At the end of the day, when you are finally able to sit down, do you take the time to contemplate the day you just had? Do you ever replay what has happened, and try to make sense out of it? Tonight as I sat down, all I could see were stacks. Stacks of mail to open, clothes to fold, work files to answer, and of course, a stack of guilt because I don’t know how to do more for the doctors who rely on me. I understand I can’t do it all…but the expectation is sometimes there!
As I started through my volume of e-mails, it came to me, that realization we all eventually get, that we really are getting our just rewards, that we are actually reaping what we sow. We want, want, want and don’t want to do, do, do.
What are you sowing? Are you planting the seeds of a cheapened ROF, yet expecting to reap patients who accept lifetime chiropractic care and prepay it with a smile? The seeds of improper SOAP notes should never expect to yield us a safe audit when an insurance company or the OIG comes knocking. Stacks of unanswered requests and neglected reports will not sprout out healthy final payoff checks. No, I’m afraid to say, we are reaping exactly what we sow, and truthfully, we are not taking it so well.
In these troubled times around us, advice flows freely and blame is thrown around like a hot potato. It doesn’t take a rocket scientist to know many of us certainly are having trouble knowing the difference between a need and a want. Who are you blaming? What is it you want from your office? What are you willing to do to get it? My company is offering a two day event that is practically guaranteed to transform the financial department of a practice.

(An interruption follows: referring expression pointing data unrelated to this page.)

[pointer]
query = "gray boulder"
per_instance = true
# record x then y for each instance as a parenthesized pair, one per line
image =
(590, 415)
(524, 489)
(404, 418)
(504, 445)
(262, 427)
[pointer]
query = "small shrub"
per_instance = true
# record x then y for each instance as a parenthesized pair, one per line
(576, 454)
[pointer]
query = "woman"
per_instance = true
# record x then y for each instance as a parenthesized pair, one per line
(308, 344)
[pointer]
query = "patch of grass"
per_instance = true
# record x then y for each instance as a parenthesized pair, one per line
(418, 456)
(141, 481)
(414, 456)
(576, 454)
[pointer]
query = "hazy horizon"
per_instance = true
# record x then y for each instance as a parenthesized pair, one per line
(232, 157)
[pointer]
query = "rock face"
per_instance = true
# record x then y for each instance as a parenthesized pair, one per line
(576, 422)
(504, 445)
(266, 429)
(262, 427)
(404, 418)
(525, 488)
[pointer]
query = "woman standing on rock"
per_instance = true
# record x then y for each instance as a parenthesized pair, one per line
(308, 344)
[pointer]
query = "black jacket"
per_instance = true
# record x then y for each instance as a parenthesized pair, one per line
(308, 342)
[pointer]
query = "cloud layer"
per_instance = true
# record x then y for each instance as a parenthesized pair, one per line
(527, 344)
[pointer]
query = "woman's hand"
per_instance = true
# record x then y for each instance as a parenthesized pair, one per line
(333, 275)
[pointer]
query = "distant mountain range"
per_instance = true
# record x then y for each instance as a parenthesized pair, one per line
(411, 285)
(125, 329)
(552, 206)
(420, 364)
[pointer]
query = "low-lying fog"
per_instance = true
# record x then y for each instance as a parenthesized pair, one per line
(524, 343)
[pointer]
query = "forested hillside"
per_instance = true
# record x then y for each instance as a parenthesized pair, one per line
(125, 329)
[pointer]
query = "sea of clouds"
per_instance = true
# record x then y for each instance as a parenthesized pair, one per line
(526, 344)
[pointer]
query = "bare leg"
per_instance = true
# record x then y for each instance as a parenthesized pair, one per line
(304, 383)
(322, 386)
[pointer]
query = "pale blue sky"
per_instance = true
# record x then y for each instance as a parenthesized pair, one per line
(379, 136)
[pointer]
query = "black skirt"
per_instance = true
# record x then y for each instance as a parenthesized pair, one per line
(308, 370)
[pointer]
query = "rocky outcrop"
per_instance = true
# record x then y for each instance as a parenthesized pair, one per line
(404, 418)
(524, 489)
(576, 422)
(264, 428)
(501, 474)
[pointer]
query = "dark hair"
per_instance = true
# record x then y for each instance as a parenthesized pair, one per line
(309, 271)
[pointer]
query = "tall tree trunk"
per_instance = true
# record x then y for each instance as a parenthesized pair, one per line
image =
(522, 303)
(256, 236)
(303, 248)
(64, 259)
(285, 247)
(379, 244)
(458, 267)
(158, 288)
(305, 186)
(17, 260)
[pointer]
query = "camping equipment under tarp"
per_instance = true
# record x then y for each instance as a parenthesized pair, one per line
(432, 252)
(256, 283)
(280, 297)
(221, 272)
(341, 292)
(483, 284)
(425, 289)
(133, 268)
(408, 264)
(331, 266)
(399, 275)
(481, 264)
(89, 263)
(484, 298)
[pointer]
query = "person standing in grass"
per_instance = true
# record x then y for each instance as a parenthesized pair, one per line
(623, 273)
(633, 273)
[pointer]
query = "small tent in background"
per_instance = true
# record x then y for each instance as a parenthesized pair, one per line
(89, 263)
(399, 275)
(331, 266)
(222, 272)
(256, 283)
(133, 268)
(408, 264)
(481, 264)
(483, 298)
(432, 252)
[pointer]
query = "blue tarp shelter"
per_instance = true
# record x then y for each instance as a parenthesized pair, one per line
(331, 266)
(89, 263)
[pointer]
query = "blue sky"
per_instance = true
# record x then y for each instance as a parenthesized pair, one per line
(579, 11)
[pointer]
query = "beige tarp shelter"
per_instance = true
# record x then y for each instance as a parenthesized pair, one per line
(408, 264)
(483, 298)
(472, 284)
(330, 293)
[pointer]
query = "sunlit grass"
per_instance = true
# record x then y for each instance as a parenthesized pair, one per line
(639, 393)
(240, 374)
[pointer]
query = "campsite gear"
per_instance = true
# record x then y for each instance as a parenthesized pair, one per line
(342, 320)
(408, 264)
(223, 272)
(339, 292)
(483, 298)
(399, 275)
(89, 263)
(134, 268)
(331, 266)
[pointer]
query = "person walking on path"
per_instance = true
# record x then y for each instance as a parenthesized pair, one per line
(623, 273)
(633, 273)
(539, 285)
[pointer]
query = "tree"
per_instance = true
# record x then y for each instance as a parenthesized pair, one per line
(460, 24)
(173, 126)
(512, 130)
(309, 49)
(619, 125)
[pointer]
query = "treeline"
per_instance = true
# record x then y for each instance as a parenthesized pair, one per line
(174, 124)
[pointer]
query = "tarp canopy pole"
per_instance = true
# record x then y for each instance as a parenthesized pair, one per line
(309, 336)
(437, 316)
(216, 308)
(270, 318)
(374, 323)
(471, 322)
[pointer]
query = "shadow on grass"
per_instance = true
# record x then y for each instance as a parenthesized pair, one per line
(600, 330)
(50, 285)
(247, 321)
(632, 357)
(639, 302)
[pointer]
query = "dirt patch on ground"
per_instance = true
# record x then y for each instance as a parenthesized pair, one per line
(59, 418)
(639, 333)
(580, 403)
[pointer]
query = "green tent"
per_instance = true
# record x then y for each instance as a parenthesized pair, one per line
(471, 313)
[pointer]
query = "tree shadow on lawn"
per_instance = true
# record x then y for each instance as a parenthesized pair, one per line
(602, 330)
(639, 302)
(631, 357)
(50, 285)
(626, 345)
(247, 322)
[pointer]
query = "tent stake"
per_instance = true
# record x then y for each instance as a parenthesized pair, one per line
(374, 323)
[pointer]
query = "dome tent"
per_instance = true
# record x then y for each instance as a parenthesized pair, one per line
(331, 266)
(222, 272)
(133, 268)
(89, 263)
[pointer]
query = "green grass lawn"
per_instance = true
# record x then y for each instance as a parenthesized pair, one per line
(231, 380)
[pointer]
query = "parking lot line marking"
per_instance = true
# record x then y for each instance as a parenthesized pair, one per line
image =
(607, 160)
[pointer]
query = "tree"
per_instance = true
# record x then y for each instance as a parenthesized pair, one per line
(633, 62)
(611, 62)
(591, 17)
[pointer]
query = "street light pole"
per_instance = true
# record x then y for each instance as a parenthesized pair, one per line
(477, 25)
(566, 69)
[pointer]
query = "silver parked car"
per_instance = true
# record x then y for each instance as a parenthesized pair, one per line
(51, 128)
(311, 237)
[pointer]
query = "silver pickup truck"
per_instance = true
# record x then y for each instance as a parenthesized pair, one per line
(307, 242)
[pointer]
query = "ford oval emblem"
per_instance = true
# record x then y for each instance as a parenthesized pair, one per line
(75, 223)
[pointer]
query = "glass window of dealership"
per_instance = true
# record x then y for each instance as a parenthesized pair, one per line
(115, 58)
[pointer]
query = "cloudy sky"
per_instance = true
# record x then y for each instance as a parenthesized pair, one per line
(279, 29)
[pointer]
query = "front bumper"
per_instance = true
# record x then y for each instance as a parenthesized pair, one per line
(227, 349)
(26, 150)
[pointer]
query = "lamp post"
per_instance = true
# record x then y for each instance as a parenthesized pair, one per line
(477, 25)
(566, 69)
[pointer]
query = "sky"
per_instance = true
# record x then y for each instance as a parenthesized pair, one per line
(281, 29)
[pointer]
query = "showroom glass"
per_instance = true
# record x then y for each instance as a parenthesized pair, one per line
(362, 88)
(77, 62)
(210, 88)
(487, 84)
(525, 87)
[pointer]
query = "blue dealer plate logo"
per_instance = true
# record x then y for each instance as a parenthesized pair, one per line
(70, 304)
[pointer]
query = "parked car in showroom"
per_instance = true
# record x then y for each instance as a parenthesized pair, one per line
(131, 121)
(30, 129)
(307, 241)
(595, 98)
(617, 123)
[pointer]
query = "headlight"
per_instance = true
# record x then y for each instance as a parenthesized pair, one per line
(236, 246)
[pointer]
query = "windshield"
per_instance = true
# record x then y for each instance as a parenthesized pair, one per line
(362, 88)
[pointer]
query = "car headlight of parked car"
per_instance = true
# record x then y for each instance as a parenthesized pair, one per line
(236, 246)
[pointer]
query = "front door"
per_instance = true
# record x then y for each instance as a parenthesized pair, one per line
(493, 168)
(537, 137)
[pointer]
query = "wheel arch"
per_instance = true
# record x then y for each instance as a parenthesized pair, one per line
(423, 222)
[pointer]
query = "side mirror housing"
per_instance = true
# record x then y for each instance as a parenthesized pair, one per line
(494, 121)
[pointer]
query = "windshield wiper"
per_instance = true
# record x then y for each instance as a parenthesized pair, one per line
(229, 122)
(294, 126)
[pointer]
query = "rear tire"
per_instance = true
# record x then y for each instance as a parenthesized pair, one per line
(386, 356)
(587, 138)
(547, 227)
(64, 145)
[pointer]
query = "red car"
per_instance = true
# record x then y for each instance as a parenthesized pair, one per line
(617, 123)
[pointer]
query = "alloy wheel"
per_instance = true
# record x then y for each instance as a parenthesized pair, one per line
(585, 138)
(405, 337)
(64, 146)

And yet, all I hear is…I’m busy that day, I have a concert to attend, I have to be in a race, I wash my hair on Saturday. But, answer my 15 questions in an email because you’re the goddess of reimbursment. Imagine my frustration.
I love the scripting so many practice management groups ask us to use in our Report of Findings when a patient tells us they just cannot afford the care plan we have told them is necessary. Maybe you recognize it: “Listen Mary, I want you to go home, and think about your priorities. This decision may affect the rest of your life. I know you would agree that your health is more important than that vacation you have planned next month. I also know, that if this was the transmission in your car, you would certainly figure out a way to get it fixed.” Sound familiar?
So, I ask you. Where are your priorities? Are you really just reaping what you sow? And, if so…, what are you willing to do about it? It’s your health (your office), and as much as I want you to get better (have an office that runs like clockwork with great returns), the decision is yours. I ask you to go home, and get your priorities in order, and come back tomorrow (get on track) so you can get started on getting you better. I’ll get back to my stacks and get my own priorities in order.